Life has calmed down sufficiently to believe that, if his oft overlooked catalogue of injuries allow, he can give it a real go in the over-fifties. In December he was engaged to Anna Cladakis and the future fifth Mrs Daly is undoubtedly a stabilising force. Since being with this former Hooters waitress he has lost four stone and kept the hell-raising to a minimum. He has actually self-taught one of his children – Little John – and pulled himself from the brink of bankruptcy. Daly has played only one tournament so far this campaign – a tie for 120th at the Qatar Masters in January – but is obviously relishing his fresh start. If only for its guaranteed playing opportunities.
‘It’s been seven years since I had a good schedule,’ Daly says. ‘My golf game hasn’t been that great, but I have been working really hard lately and I’m excited. It is more laid-back on the Champions Tour, that’s what everybody says, and I’m looking forward to it, and really most of the time, with them not having a cut, you can get aggressive.’
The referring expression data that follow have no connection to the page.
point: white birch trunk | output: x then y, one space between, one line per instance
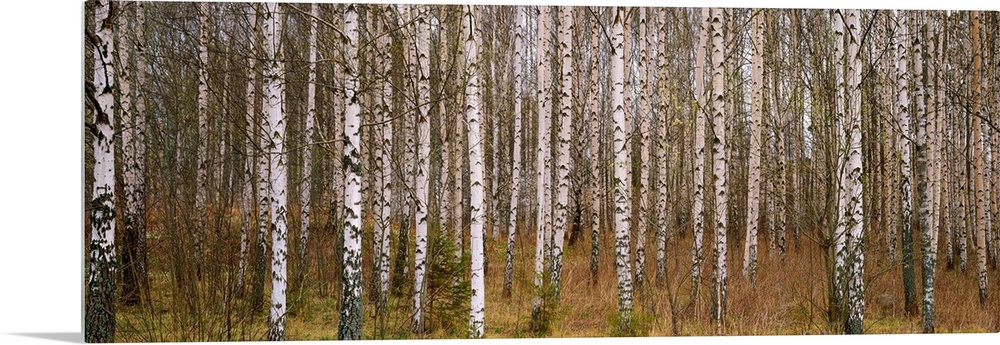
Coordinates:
698 209
643 118
756 115
977 142
902 111
839 235
202 177
593 106
248 165
543 160
99 319
423 163
274 94
931 207
719 167
907 140
622 164
853 217
662 91
561 222
516 164
134 219
351 313
471 46
385 185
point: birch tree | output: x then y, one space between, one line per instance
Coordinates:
202 178
719 174
756 114
247 227
562 161
99 318
470 26
306 187
698 207
384 152
928 243
593 106
642 117
661 69
903 104
543 157
133 169
423 164
622 163
351 313
508 272
278 180
849 237
977 141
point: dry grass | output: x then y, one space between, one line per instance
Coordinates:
788 297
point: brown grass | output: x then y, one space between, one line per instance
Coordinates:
788 297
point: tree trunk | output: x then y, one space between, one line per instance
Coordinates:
977 155
662 91
593 106
642 117
508 272
247 227
699 152
756 113
203 163
478 304
351 312
853 217
562 161
543 156
930 207
133 144
909 140
278 180
423 164
719 158
385 185
622 164
99 319
306 187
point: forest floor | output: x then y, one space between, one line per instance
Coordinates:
788 297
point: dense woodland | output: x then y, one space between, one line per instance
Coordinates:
345 171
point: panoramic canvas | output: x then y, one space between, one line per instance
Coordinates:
263 171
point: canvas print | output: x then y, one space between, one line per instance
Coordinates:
295 171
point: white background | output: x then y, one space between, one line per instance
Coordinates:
41 177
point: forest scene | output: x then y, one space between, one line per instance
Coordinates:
296 171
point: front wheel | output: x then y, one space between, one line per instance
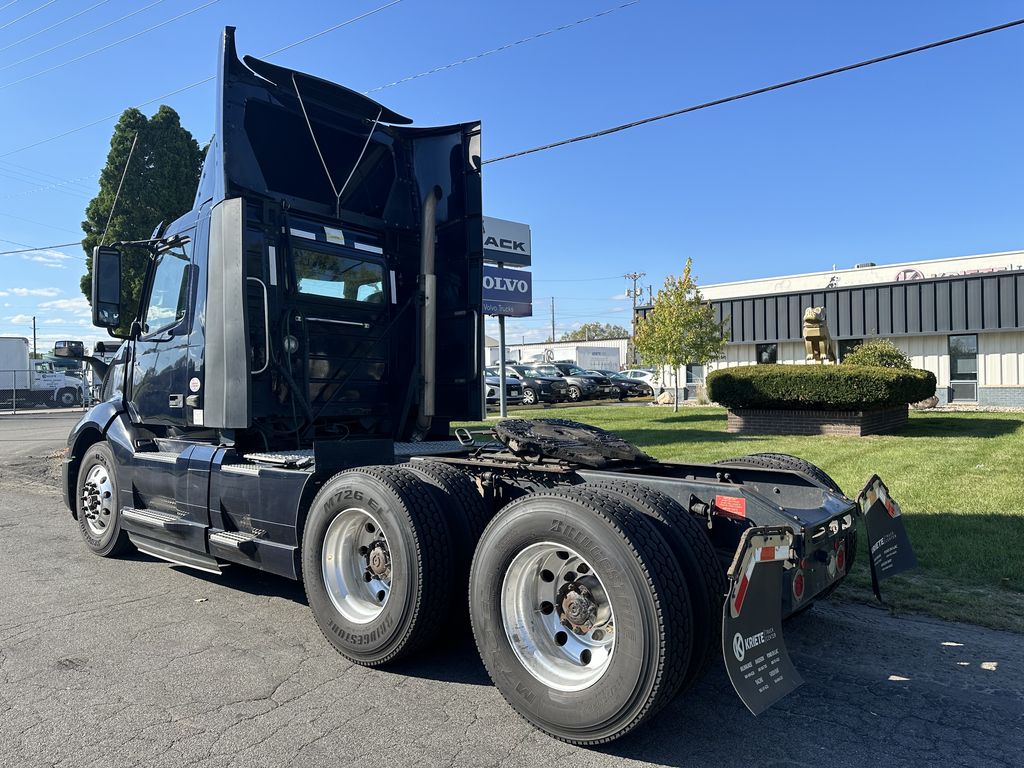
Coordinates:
98 512
581 613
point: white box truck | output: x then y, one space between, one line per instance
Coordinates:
27 382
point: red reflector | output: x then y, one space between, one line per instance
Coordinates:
734 505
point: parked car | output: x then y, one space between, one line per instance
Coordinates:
581 383
513 389
537 386
627 387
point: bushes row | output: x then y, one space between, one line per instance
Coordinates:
828 387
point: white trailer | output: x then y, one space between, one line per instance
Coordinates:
24 381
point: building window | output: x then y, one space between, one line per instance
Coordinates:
964 368
767 353
848 345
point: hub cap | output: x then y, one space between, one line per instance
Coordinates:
557 616
356 563
97 502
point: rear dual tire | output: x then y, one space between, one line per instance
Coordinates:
539 664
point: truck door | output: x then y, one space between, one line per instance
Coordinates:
161 359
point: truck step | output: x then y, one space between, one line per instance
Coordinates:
151 518
233 540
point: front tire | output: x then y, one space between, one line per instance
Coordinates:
98 510
581 613
376 563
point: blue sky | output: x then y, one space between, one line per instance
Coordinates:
919 158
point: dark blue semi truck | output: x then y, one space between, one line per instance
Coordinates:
284 400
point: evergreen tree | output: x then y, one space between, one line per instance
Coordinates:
159 185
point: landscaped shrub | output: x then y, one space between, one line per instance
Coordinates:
829 387
877 352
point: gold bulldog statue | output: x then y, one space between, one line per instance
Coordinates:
817 340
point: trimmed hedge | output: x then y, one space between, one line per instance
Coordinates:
828 387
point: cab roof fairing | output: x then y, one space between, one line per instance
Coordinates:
283 163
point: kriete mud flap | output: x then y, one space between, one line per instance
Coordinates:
756 658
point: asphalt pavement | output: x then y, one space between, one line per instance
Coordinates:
134 662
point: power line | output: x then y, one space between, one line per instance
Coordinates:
79 37
42 248
190 85
25 15
53 26
501 48
757 91
111 45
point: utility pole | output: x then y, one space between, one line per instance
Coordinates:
635 293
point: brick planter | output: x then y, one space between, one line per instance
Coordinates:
850 423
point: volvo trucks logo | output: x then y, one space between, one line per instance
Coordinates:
510 285
508 292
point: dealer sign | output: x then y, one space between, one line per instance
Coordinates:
506 242
508 292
Yes, to the delight of the fans, TV execs and sponsors, Daly is determined to keep being Daly. Hit or bust, death or glory. ‘I would rather finish fifth or sixth and avoid being conservative for second place,’ Daly says. ‘I was always a guy who would try to win, and I would give up two or three extra spots to do that. Hopefully, I don’t embarrass myself out there. But I don’t really have any expectations and nor should any else. I’m one of those guys who you don’t know what the hell I’m going to do. I’m either going to piss you off or make you happy. That’s just me.’
DALY ON …
SOUTH AFRICA
‘I’ve had some memorable moments in South Africa. This is where I got my start. I played really good on the Sunshine Tour for 1987 through to 1990 and it got my career going. I played really well over here and it got my confidence going, so that when I went back home it actually helped me get my Tour card’
LEOPARD CREEK
‘It’s absolutely breathtaking. Now I know why it’s theNo 1 course in South Africa. It’s not easy, but it’s beautiful. It’s well manicured. It’s a ball striker’s golf course – you’ve got to hit the fairways. And the greens are tricky. It the kind of course where you’d almost prefer a 20-footer to a 10-footer on these greens’
‘We were staying in a house overlooking the Kruger Park and we saw elephants, a beautiful eagle and waterbuck. And I woke up to a cobra. For us being from America you see that kind of stuff in the movies and seeing it live is just incredible.’